On s'en serait bien passé, mais finalement la voilà, la polémique ciné de l'été. Dans une interview à Grazia, l'actrice Léa Seydoux, bientôt à l'affiche du palmedorisé La Vie d'Adèle, d'Abdellatif Kechiche, et de Grand Central, de Rebecca Zlotowski (sortie le 28 août), tient des propos jugés homophobes ou du moins, caricaturaux sur les lesbiennes. Les gens en parlent sur Twitter, Yagg y consacre un article, repris par la presse généraliste en ligne... Et le démenti de l'intéressée ne devrait pas tarder à arriver.

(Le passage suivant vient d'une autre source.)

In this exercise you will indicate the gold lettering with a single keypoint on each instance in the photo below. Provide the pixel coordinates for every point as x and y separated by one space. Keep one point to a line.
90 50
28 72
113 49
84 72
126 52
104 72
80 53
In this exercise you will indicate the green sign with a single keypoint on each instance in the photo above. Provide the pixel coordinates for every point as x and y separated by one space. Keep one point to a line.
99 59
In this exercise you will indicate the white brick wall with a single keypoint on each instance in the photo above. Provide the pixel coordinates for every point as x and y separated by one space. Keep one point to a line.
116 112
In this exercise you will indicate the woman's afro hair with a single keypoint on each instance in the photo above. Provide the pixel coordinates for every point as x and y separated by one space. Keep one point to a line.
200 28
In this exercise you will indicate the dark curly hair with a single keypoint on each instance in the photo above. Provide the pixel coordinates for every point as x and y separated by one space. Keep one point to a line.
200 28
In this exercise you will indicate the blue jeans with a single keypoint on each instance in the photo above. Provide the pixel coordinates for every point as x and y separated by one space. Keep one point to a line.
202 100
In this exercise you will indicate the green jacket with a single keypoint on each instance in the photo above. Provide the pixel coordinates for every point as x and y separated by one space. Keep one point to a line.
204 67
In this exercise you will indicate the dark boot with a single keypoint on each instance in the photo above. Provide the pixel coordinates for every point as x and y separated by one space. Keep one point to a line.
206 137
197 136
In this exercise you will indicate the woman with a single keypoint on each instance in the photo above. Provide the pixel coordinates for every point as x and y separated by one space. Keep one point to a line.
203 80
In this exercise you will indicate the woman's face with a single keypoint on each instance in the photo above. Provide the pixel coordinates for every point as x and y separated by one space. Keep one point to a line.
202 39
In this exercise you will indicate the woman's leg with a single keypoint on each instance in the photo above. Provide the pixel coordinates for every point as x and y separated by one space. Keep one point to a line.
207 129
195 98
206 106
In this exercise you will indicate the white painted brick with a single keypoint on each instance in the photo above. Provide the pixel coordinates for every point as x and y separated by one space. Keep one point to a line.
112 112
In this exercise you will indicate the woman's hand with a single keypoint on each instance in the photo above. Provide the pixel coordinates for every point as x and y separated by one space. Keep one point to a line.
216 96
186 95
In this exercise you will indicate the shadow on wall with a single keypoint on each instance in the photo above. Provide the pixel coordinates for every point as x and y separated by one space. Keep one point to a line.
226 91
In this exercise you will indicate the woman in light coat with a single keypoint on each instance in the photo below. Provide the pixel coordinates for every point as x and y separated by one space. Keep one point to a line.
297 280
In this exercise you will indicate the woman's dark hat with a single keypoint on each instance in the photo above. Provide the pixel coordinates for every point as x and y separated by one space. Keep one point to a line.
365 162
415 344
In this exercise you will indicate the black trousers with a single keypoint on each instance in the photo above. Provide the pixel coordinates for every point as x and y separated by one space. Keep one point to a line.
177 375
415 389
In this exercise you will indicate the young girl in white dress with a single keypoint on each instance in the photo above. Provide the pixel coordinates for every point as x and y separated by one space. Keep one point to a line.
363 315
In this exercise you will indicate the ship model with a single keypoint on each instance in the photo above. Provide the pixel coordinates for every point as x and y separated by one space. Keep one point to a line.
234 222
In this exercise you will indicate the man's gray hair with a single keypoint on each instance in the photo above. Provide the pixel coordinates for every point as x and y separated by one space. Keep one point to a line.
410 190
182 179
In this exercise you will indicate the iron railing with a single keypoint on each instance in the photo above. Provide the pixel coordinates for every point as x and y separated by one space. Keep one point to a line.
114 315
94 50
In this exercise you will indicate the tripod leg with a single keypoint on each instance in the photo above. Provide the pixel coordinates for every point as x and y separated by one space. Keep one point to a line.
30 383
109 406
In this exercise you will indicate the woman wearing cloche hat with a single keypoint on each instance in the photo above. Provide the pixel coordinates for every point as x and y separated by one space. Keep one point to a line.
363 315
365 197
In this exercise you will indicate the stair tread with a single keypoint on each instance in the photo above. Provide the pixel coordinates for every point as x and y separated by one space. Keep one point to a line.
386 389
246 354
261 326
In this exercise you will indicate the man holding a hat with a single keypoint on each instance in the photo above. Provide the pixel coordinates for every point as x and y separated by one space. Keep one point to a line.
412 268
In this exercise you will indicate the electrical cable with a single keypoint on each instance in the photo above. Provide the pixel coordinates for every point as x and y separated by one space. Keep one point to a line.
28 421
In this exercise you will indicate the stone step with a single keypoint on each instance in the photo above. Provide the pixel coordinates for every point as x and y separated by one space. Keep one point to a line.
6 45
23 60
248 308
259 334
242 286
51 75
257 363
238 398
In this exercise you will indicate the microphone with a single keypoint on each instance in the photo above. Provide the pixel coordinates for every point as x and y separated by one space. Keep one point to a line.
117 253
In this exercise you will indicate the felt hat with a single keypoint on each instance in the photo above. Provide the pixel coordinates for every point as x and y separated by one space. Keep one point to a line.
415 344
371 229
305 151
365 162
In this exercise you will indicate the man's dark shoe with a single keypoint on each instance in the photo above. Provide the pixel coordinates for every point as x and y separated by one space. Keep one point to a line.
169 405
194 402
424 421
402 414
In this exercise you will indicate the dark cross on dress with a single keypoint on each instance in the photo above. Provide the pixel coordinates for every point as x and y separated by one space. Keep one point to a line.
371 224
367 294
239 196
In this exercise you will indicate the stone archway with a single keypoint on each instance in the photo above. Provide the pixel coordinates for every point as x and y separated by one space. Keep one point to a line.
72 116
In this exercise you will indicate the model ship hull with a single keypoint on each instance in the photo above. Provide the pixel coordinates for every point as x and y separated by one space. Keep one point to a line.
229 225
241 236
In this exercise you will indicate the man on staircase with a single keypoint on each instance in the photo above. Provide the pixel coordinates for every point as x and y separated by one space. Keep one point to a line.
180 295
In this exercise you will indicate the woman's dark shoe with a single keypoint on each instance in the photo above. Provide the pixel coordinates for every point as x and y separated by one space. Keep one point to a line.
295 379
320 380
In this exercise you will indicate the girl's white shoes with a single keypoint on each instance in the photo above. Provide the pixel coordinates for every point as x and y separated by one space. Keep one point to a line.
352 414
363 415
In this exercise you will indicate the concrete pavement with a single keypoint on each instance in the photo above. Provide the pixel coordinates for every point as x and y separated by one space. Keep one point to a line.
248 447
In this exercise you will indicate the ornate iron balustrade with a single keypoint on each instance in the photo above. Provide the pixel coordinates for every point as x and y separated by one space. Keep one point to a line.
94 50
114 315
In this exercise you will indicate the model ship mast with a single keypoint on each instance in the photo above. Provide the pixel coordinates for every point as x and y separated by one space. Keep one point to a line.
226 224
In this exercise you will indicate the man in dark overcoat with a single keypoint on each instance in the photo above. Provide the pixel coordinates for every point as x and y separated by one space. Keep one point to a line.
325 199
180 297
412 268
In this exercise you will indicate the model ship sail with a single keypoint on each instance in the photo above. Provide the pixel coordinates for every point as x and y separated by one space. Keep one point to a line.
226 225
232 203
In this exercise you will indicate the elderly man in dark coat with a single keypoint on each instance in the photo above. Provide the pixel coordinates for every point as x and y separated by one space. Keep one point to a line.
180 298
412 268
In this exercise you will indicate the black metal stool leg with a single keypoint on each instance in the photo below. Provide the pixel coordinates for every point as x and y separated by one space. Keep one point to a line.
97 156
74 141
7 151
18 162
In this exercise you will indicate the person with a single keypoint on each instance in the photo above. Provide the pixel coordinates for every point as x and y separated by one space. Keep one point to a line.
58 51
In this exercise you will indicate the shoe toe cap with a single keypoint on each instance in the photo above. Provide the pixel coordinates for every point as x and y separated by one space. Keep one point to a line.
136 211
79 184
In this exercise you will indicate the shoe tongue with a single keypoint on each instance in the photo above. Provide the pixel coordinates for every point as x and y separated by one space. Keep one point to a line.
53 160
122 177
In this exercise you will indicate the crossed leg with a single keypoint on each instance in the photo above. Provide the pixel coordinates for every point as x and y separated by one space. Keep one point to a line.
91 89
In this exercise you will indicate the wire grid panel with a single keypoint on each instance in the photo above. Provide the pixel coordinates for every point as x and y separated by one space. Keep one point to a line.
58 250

Voici ses propos évoquant le tournage de Grand Central : "Par moments, dit-elle, je me suis trouvée jolie, sexy, mais il y a des plans où je me trouve nettement moins belle ! On dirait un peu une lesbienne (Rires) Attention, je ne dis pas que les lesbiennes ne sont pas jolies, surtout que j'ai fait un film où j'incarne une lesbienne. Je crois justement que c'est parce que je venais de jouer une fille masculine dans La Vie d'Adèle que ça me plaisait vachement de jouer une fille très féminine. Je l'ai peut-être accentué inconsciemment, et c'était très plaisant d'être dans les bras d'un garçon (Tahar Rahim), de jouer une histoire d'amour avec un mec ".
Propos déformés
Comme nous n'étions pas là durant l'interview, nous nous contenterons d'une analyse textuelle. Si l'on lit cet entretien de près, on se rend compte que le titre de l'article de Yagg, "Pour Léa Seydoux, les lesbiennes féminines n’existent pas" déforme ses propos. Tout d'abord, le "rires" entre parenthèses après la-phrase-qui-dérange indique qu'elle tente de faire une blague. Elle n'accuse personne, elle ne déclare rien, elle fait juste une réflexion qu'elle-même ne semble pas prendre pas au sérieux. Afin d'éviter tout malentendu, Léa Seydoux développe juste après : "Attention, je ne dis pas que les lesbiennes ne sont pas jolies". Soit l'inverse du titre choisi par le site internet qui a lancé la polémique.
On comprend en fait, en relisant ses propos, que l'actrice parle de son expérience en tant que "fille masculine" dans La Vie d'Adèle et non de toutes les lesbiennes en général. Je ne suis pas actrice, et je ne sais donc pas ce que représente le fait de me couper les cheveux ras pour un rôle et d'adopter une sexualité qui n'est pas la mienne. Ce n'est sûrement pas anodin. Je n'ai pas envie de juger son plaisir de jouer une fille "très féminine" après cela.
Léa Seydoux précise enfin que c'est "peut-être inconsciemment" qu'elle a forcé le trait de la femme féminine, un peu comme si elle se remettait à porter des jupes roses et des talons après un mois de camp scout. A mon sens, cet "inconsciemment" est plus un aveu d'humilité que de stupidité ou de méchanceté. Elle tente, face à la journaliste, de mettre des mots sur l'expérience de transformation qu'elle a vécue, et nul besoin d'avoir lu Lacan pour savoir à quel point les mots sont incapables de dire toute la vérité d'un sujet.
"Je suis une femme virile"
Ce n'est pas la première fois que Léa Seydoux s'aventure sur les terres du masculin-féminin, visiblement semées d'embuches. Elle s'est exprimée à plusieurs reprises sur cette question, lors d'interviews, au point de déclarer à L'Express, en 2011 : "On m'a souvent décrite comme un garçon manqué, ce n'est pas le cas. Je me définirais plutôt comme une femme virile... Vaillante ! J'ai toujours envisagé la vraie féminité comme un mélange de force et de confiance en soi". Faut-il aussi la sermonner pour cette expression de "femme virile" ? Non, car sa phrase signifie bien "la féminité emprunte des qualités a priori jugées viriles pour accéder à sa pleine définition". Tout est dans le "a priori".
En réalité, j'ai comme l'impression qu'on reproche à Léa Seydoux de la "jouer perso". Qu'en tant que jolie femme ayant, de surcroît, joué une lesbienne (rôle pas si fréquent au cinéma), elle devrait devenir un porte-parole LGBT. Je ne vois pas au nom de quoi elle devrait céder. Je la préfère spontanée, hésitante, complexe. Ironie de l'histoire, certains avaient craint, après le festival de Cannes, que La Vie d'Adèle ne devienne un emblême du combat pour le mariage pour tous. Cette polémique a au moins le mérite de prouver que l'art et l'actualité ne sont plus imbriqués.